Live Review: Tanner Usrey

El Rey Theatre  Los Angeles, CA

Contact: [email protected]

Web: site.tannerusreymusic.com

Material: Opening with his trademark gravelly country sound and gorgeous vocal timbre, Tanner Usrey played to an excited, happy crowd in a 30-minute set in Los Angeles (opening for Ian Munsick). “Come Back Down” brought a warm, vocal feel to ease into the set, with “Til The Morning Light” bringing punchier vocals and lyrics (including the line “You’re trouble with a Bible verse tattoo. I know you read about me and you know that I’m bad news”), stronger projection, beautiful bluesy melismas, and some more upbeat strumming. 
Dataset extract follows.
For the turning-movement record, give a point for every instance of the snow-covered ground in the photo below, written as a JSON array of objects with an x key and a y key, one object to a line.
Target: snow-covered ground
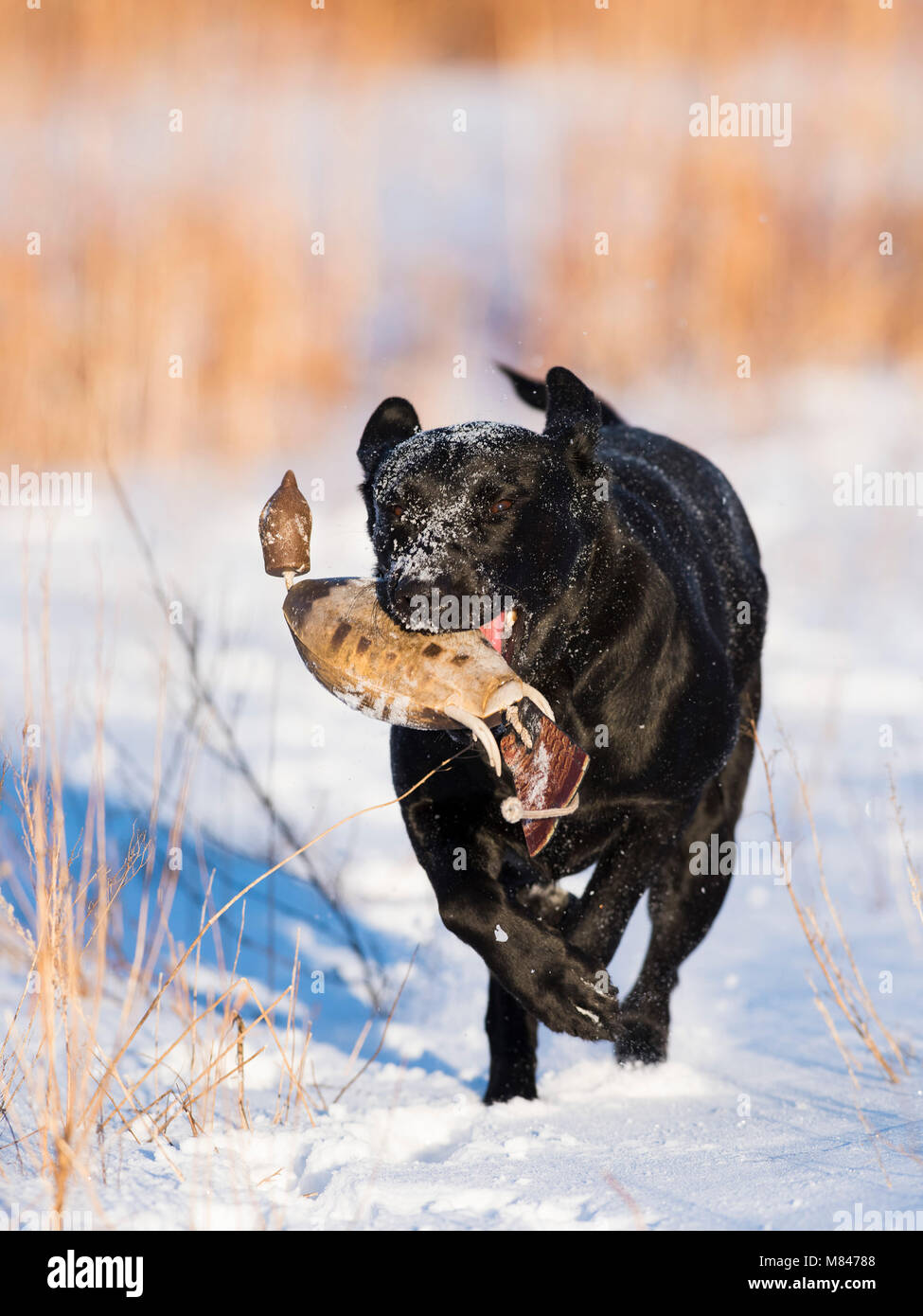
[{"x": 752, "y": 1124}]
Musicianship: A down-to-earth demeanor made for an easy-to-invest-in show. Usrey has the songwriting goods, and a straightforward approach to the guitar, while bringing a unique vocal sound and feel to his singing, with a gentle country vibrato and great breath control. Melodic new ballad, “Who I am” shared great octave leaps and storytelling with lyrics, “self-destruction at best” and “do you like the way I make you feel…or just the way I sing?” Syrupy ballad, “Last Goodbye” added melancholy, while “Josephine” revealed fuller, rounder vocal tone and invitational storytelling with lyrics, “her veins they look like tracks all across her skin; she used to be an angel, but she traded that for sin.”

Performance: Having garnered millions of streams on Spotify following the release of 2019’s Medicine Man (“Come Back Down” and “Beautiful Lies” have reached almost 20 million streams each), 2021 brought the release of the SÕL Sessions EP (with “The Light” added to the Season 4 finale of Yellowstone). Usrey’s raw songwriting and lowkey, approachable attitude create a fun, engaging show atmosphere.

Summary: Show closer “Beautiful Lies” added lovely phrasing and control, highlighted with a long-held, emphatic vibrato note. Delivering relatable, transparent lyrics, like “Oh, I won’t beg you to stay, I guess you wouldn’t anyway. … I know you’re leaving, walking out that door, and I can see the heartbreak in your eyes,” he subtly commands attention from the audience. Between tales of heartbreak and addiction, deception, love, lust, loss, and redemption, Usrey’s vocals are gritty and soulful, and he is refreshingly direct in his lyrics and presence.